Comment dévier la trajectoire d'une carrière ? De déviations en déviances sexuelles, aux pratiques sues et tues, au point Godwin de l'emploi et des inégalités salariales...

Mon projet "faire des vagues" consiste à l'expression de signes bleus, des vagues dessinées, elles peuvent siéger devant une institution pour les droits des femmes et des hommes, en volume, sur un rond point.
Tourner autours de ces vagues c'est réfléchir sur ce sujet de la RETENTION et du DEFERLEMENT.
Ces vagues, petites, sont des mouvements favorables à une évolution des mœurs, mais aussi à la fierté de l'expression des situations d'oppression. Je travaille le juste milieu, la voix la plus juste pour mon expression artistique, selon des phénomènes observés, parfois éprouvés, c'est scientifique.

C'est mon projet, il s'inscrit dans toute une recherche et une lutte, de ma part, artiste engagée pacifiste, pour de meilleures conditions de travail dans notre pays. On est loin d'un logo de force ouvrière, parce que je suis une surfeuse, mais je questionne les signes qui nous entourent. Il y a des formules complexes, créer ou inventer, c'est pour moi comme faire des mathématiques, cela passe par l'abstraction, une vision cartographique, phénoménologique, mais aussi de sensations internes, d'ondes.
C'est ce matin que c'est arrivé, une fulgurance.

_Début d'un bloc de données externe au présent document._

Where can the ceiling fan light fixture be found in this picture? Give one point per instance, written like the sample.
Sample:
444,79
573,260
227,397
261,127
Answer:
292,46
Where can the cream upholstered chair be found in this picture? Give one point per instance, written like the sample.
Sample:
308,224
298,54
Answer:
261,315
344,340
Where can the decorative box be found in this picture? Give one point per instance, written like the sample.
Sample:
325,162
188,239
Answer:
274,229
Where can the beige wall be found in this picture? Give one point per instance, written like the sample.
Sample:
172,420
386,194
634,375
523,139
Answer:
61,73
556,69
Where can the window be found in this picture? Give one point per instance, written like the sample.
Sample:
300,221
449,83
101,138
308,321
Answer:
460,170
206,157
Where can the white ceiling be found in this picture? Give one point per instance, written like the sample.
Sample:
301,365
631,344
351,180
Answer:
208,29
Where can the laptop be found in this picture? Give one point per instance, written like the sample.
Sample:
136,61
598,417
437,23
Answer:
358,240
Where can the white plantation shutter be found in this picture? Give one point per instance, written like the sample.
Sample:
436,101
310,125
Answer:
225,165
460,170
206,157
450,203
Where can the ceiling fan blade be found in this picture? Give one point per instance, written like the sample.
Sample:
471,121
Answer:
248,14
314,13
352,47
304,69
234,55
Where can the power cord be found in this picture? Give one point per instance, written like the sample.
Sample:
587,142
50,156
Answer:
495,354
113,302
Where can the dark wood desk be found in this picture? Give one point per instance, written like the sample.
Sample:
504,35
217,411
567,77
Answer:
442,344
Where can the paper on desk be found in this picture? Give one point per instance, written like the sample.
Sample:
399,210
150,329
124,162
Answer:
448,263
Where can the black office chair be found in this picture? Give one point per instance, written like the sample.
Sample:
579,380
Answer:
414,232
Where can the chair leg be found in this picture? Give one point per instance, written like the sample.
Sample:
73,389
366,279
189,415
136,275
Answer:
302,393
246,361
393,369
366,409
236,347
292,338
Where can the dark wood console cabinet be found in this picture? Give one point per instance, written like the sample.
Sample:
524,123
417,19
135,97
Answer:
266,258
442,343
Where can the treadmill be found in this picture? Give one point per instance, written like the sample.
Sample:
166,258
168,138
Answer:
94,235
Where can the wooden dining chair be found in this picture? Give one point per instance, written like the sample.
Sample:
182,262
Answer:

Avec retenue et maîtrise de mon sujet et de mes outils de création, j'ai déployé mes ailes (mes nageoires)
Pourquoi devrait-on le plus souvent rendre admissible qu'un seul mode de pensée, et d'expression artistique ?
Il faut bien que je me serve de mes nageoires quelques fois.
Ce n'est pas comme tout le monde, c'est un mouvement différent, une façon de voir le monde différemment, et de l'exprimer singulièrement, avec humour.
Je fais souvent des gammes, je m'entraine, faire des croquis c'est aussi me perfectionner dans une langue graphique que j'invente. Le goût de la ligne claire, celui de délier des nœuds, comme les marins ou de relier des notions très différentes comme un philosophe. Confinée dans de petits espaces, en attendant le grand soir, réaliser une tarte aux courgettes zéphyr, car cette sublime œuvre fera 2 repas, pour 2 et un peu pour les animaux, la canicule au plus haut niveau, cette petite chienne Canicula, rechercher la beauté dans tous les terriers, le lotus tendu si fier, ouvert le jour et se ferme en soirée. Il n'y a pas un jour de vacances pour nos fringales. Il ne faut pas devenir indigent ou misérable, ni méprisant envers les excès. On ne peut savoir à l'avance ce que le temps joue, alors je dois méditer chaque jour pour vivre ce temps pleinement. Ne jamais se retenir d'aimer la vie.


Le déferlement des vagues est la déformation rapide du profil de l'onde, associé à la production de turbulence. L'onde qui déferle perd ainsi son énergie. On parle ainsi de déferlement pour des ondes de gravité de surface, comme les vagues, mais aussi pour les ondes internes.